Tout le monde n’a pas la chance d’avoir une mère aimante. On pense que c’est quelque chose qui devrait être acquis et dans nos consciences, il est impensable d’envisager qu’une mère ne puisse pas aimer son enfant.
Je pense que ma mère m’aimait peut-être un peu, même si elle était incapable de me le montrer. Je pense qu’elle était profondément malheureuse et qu’elle ne voulait pas que je goûte au bonheur non plus. Et pour dire la vérité, je ne sais pas pourquoi et je ne veux pas le savoir. C’était une bonne mère à distance et un monstre à proximité. Elle était sans doute malade. Est-ce que cela devrait m’importer ou devrais-je juste me baser sur le résultat pour ce témoignage?
Parlons du résultat. Je découvre l’amour par bribes mais souvent je ne le reconnais même pas. Lorsque quelqu’un veut se rapprocher de moi, mon corps se crispe et mon être entier me supplie de fuir. J’aime tellement aimer. Mais je n’arrive pas à me laisser aimer. Et cela aussi est de la maltraitance. Je reproduis, je perds des gens chers, je suis froide comme de la glace et je ne connais pas vraiment les frontières psychiques. Les miennes sont toutes à refaire. Elle ont été violées.

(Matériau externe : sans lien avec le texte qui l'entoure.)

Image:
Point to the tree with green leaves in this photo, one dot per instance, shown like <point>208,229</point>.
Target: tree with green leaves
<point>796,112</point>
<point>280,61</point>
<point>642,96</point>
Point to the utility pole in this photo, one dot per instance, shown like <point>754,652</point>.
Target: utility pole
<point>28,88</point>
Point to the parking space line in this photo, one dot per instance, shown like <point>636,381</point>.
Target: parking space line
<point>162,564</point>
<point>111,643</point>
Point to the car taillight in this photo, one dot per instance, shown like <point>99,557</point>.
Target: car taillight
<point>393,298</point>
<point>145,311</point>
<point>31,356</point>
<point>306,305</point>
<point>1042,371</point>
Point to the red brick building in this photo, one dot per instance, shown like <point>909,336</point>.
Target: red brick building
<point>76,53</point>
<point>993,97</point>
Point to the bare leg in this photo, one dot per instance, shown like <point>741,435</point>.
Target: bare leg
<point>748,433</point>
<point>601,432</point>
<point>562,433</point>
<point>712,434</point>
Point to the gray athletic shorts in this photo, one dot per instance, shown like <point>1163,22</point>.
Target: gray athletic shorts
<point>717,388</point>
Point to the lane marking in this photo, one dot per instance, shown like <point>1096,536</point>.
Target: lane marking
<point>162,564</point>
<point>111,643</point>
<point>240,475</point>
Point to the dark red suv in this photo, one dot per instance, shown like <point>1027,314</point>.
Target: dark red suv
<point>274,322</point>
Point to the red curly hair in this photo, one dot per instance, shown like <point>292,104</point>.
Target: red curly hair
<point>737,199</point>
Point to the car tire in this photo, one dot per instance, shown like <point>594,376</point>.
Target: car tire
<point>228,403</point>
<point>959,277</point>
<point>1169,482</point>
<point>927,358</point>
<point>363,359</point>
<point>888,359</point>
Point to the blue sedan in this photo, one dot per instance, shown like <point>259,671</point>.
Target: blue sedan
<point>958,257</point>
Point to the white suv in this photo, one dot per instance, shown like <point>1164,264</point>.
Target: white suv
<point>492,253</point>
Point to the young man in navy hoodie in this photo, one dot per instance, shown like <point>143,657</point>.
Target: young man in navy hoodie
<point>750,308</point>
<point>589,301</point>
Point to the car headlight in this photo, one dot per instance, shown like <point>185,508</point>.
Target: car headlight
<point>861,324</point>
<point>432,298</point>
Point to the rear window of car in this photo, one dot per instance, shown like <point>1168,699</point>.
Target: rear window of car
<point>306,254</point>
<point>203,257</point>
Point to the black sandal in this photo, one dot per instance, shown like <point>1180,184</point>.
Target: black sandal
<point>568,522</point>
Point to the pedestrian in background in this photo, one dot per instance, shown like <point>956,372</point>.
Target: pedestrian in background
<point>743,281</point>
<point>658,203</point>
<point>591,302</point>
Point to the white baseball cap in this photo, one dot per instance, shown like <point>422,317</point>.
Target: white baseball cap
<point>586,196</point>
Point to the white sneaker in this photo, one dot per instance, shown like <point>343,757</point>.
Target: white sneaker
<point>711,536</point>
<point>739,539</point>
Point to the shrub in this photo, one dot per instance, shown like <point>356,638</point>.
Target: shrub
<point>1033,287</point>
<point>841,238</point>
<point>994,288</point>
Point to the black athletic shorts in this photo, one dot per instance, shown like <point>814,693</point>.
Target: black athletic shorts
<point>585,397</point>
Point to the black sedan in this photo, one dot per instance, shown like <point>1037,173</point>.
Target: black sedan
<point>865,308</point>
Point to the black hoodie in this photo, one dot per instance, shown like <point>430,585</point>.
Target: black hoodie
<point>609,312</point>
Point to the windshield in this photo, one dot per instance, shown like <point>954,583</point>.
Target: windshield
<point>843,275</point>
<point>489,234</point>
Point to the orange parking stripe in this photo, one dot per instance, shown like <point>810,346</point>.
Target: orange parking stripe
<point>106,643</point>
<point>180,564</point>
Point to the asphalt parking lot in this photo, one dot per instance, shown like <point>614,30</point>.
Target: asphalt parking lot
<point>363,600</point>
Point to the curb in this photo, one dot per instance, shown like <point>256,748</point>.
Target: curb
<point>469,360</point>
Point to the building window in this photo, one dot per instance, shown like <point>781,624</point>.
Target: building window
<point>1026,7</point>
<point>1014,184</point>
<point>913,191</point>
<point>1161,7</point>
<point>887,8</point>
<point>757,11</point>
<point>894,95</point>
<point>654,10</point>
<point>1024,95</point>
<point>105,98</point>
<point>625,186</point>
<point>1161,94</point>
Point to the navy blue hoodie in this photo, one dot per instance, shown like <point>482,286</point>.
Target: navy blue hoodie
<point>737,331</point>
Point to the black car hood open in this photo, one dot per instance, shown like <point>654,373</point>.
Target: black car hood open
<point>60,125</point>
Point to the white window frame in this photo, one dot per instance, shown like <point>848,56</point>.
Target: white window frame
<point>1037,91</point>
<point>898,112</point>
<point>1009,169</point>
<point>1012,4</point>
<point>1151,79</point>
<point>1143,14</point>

Je me suis sentie, toute ma vie, transparente, inexistante, fausse et reniée. Je me révoltais parfois lorsque je me réveillais de l’emprise de ma mère qui ne voulait pas que je « sois ». Mon « mauvais caractère » était contrôlé par les branlées. Et je retombais sous emprise. Et je faisais ce que je ne voulais pas faire. Pourquoi? Pour ne pas que ma mère meure.
Le prix à payer, c’était tout. Tout ce qui faisait que la vie valait d’être vécue. C’était ma force vitale, mon bonheur, mon envie, mon identité. Voilà mon témoignage. Enfant, j’ai consenti. Je n’avais pas l’âge, je ne savais pas à quoi je m’exposais. Mais je voulais que ma mère vive alors qu’elle était au bord du gouffre. Et en effet, ma mère a vécu. Lentement, elle a pu se reconstruire pendant que je lui donnais ma vie. Parfois, elle réagissait comme pour faire demi-tour.
Ma mère sait. Mais elle n’a jamais pu s’arrêter.
Aujourd’hui, j’ai gagné. Maman est là. Mais moi je ne sais pas être. Mes modèles ne sont pas bons. Je dois tout refaire. Je suis comme une page vierge, tout est à écrire. C’est une bonne nouvelle non? Je suis sortie de l’emprise. Mais l’emprise peut-être douce et subtile comparée à la brutalité de la vie. Je choisis quand même d’être moi dans la brutalité du monde. Je veux connaître la tendresse et je veux la donner. Je refuse de continuer à faire subir à d’autres ce que j’ai connu. Je refuse de ne pas savoir qui je suis sous le masque. Je refuse d’être un leurre.
Il n’y a pas de fatalité mais c’est une illusion qui a la consistance d’un mur. D’abord il faut se reposer et pleurer le temps perdu. Ensuite, il faut se redresser et agir pour se construire. Et après, habiter le temps et l’espace, partager l’amour, envoyer le message que rien n’est jamais perdu à tous les malheureux prêts à l’écouter.